CARDIAC INVOLVEMENT IN A PATIENT WITH EOSINOPHILIA AND INVERSION OF CHROMOSOME 16 (P13Q22): A CASE OF CHRONIC EOSINOPHILIC LEUKEMIA OR AML-M4EO?

Abstract

Any chronic hypereosinophilic state, including eosinophilic leukemia, reactive eosinophilia and idiopathic hypereosinophilic syndrome may be complicated by the end-organ damaging effects of eosinophilic degranulation, especially cardiac involvement.
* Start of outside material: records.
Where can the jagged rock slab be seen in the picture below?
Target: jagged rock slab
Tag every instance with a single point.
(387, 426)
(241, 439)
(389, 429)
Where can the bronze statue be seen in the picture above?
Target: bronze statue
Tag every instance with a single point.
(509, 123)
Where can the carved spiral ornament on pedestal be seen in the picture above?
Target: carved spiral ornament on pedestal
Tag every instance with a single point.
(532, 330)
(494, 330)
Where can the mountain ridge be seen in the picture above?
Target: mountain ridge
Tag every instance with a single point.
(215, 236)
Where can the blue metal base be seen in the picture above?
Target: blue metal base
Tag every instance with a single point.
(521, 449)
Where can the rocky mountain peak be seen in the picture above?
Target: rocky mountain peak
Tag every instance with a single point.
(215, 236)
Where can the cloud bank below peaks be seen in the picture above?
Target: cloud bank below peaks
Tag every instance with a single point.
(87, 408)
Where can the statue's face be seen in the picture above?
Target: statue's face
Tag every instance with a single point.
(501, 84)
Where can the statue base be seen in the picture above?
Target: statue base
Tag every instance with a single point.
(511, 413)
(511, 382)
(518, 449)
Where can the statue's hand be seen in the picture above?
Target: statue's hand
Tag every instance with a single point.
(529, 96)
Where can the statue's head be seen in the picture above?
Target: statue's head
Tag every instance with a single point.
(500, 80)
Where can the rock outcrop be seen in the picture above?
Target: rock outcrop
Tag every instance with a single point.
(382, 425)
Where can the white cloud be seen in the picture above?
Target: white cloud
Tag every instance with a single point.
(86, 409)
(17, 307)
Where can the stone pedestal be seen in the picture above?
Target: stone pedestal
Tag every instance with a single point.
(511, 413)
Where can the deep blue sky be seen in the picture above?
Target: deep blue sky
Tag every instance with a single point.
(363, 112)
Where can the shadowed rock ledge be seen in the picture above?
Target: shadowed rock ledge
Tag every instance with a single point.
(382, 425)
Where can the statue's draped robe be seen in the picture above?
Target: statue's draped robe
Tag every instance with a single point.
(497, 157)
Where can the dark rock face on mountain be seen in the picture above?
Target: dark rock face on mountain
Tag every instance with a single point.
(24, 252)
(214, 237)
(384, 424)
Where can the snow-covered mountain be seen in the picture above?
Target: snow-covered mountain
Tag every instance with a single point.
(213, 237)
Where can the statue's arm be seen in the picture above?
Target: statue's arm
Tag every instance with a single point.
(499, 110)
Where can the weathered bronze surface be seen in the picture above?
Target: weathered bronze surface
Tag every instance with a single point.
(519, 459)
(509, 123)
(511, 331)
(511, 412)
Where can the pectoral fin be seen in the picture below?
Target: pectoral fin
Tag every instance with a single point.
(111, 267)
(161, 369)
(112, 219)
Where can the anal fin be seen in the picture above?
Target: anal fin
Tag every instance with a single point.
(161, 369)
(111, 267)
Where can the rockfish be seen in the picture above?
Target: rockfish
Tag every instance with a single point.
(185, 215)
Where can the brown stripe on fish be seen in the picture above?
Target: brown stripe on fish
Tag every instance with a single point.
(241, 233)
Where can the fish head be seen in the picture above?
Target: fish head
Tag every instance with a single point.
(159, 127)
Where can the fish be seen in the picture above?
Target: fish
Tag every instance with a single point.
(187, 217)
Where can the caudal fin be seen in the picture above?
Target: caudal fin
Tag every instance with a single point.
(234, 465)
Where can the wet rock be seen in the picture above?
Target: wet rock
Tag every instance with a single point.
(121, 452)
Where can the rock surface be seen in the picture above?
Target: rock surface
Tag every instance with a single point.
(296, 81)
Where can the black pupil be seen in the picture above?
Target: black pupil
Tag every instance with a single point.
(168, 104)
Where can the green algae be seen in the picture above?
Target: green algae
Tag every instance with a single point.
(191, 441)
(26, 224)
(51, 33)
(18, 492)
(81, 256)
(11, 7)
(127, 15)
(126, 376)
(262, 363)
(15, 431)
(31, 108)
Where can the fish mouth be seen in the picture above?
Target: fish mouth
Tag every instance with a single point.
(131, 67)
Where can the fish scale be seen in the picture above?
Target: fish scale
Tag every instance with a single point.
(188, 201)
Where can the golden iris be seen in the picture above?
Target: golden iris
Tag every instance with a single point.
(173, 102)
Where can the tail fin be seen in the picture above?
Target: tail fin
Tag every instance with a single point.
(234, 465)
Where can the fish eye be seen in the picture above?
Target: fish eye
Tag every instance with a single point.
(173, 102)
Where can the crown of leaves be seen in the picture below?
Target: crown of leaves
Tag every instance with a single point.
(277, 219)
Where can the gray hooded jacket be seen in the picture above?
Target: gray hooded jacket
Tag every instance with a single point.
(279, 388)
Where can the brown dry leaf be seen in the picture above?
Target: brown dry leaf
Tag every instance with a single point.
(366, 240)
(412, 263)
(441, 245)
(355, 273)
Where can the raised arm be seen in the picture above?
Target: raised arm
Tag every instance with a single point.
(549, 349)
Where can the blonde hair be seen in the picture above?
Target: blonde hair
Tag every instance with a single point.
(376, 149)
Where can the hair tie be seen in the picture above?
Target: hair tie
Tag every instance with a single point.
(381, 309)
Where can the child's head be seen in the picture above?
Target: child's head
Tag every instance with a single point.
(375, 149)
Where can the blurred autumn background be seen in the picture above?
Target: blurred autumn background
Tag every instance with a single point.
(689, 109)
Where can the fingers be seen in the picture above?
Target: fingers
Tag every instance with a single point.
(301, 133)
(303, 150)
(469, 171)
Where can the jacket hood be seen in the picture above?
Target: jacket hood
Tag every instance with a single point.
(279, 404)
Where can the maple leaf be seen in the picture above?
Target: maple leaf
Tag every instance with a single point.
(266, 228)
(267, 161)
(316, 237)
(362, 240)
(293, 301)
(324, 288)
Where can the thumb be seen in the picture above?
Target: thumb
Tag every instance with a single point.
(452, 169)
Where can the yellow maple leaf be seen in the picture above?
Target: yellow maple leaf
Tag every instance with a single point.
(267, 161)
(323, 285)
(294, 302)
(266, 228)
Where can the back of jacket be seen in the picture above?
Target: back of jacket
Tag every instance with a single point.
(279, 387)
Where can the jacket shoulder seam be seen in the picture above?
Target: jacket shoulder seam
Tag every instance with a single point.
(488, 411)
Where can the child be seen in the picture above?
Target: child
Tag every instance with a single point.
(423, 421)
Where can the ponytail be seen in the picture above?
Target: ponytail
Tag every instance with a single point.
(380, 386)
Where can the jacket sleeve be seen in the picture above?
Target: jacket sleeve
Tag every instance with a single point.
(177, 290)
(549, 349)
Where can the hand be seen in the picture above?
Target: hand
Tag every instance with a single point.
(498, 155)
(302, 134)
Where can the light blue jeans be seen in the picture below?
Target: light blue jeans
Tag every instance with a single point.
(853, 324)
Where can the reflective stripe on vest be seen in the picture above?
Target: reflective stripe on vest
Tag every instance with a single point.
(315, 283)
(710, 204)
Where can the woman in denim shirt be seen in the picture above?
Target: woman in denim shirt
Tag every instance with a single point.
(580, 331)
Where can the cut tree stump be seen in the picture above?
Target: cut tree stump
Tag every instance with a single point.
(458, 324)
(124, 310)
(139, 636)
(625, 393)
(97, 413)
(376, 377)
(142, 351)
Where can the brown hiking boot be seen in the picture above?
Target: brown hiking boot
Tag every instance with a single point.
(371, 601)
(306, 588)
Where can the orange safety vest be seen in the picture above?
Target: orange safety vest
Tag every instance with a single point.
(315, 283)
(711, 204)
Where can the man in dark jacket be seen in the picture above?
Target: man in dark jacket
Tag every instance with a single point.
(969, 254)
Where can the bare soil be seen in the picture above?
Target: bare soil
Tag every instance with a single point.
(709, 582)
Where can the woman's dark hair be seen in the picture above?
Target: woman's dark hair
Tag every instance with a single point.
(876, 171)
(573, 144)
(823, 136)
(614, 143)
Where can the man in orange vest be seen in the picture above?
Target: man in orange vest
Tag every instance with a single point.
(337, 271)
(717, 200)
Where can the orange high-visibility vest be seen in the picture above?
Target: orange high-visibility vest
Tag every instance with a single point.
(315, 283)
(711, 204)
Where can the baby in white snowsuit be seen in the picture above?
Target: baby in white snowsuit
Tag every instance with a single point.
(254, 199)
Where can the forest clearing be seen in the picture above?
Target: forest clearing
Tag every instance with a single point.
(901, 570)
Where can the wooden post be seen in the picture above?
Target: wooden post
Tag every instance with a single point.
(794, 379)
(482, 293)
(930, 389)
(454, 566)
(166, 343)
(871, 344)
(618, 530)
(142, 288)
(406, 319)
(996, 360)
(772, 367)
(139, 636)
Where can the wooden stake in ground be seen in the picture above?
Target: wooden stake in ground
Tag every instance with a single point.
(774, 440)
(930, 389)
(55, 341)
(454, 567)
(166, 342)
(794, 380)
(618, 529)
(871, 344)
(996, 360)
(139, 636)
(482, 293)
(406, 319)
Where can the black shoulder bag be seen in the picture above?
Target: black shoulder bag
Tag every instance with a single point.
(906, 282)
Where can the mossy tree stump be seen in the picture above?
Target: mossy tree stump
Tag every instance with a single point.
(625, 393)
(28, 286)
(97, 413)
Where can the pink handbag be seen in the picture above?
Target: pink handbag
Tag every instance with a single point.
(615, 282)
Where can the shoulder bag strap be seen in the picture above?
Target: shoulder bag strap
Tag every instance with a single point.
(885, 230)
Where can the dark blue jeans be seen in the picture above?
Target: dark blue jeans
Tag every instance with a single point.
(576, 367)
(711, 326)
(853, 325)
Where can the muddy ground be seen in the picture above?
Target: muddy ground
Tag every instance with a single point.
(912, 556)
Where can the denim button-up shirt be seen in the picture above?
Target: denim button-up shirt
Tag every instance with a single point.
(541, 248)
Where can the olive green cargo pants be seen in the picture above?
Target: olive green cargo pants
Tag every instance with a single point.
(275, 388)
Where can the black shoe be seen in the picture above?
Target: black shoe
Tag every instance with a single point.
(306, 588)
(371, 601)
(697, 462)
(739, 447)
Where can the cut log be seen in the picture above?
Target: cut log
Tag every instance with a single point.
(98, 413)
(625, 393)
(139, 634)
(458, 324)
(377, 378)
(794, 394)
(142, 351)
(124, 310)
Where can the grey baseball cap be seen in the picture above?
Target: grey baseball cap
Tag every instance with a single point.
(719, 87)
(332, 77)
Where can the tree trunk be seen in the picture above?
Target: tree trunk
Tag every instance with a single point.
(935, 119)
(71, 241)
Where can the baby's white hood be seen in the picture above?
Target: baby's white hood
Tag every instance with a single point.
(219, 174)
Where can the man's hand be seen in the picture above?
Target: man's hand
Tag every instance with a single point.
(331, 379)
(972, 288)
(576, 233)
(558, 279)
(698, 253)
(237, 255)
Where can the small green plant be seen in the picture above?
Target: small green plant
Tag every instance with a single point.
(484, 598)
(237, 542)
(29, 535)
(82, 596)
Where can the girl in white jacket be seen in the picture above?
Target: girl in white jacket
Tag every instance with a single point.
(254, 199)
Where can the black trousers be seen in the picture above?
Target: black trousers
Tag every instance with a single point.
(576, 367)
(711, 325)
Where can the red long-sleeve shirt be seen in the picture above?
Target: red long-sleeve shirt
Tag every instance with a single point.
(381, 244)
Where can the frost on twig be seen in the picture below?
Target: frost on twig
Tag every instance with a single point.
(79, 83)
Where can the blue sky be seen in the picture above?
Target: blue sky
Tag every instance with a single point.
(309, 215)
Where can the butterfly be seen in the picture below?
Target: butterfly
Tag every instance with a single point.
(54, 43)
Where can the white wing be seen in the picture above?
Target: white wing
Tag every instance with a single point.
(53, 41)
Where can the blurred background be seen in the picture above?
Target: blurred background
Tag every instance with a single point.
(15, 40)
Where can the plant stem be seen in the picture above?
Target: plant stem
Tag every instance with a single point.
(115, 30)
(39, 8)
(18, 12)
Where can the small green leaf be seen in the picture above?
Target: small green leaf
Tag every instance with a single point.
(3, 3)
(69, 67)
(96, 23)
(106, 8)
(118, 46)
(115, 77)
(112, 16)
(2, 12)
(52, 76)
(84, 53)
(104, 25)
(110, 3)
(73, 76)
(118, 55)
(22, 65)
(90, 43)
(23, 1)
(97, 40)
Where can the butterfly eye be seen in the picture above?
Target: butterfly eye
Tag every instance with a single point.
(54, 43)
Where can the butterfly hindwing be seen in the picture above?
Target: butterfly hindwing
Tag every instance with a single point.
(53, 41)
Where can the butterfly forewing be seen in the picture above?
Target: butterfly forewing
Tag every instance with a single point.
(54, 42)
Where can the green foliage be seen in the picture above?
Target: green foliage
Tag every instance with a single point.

Several cytogenetic abnormalities that have prognostic and even therapeutic implications, have been described in patients with different variants of eosinophilic syndrome as well as different features of cardiac involvement. Here we describe an 11-year-old boy whose clinical and laboratory data met the criteria for chronic eosinophilic leukemia except for the cytogenetic abnormality of inversion of chromosome 16 that represents the strongest argument for AML-M4EO, despite no significant increase in bone marrow blasts. Intramural thrombi in both ventricles, mitral and tricuspid valve regurgitation and congestive heart failure were pathologic cardiac findings in our patient. Cytogenetic and molecular genetic analysis is deemed necessary for determining the definite diagnosis, prognosis and therapeutic strategies.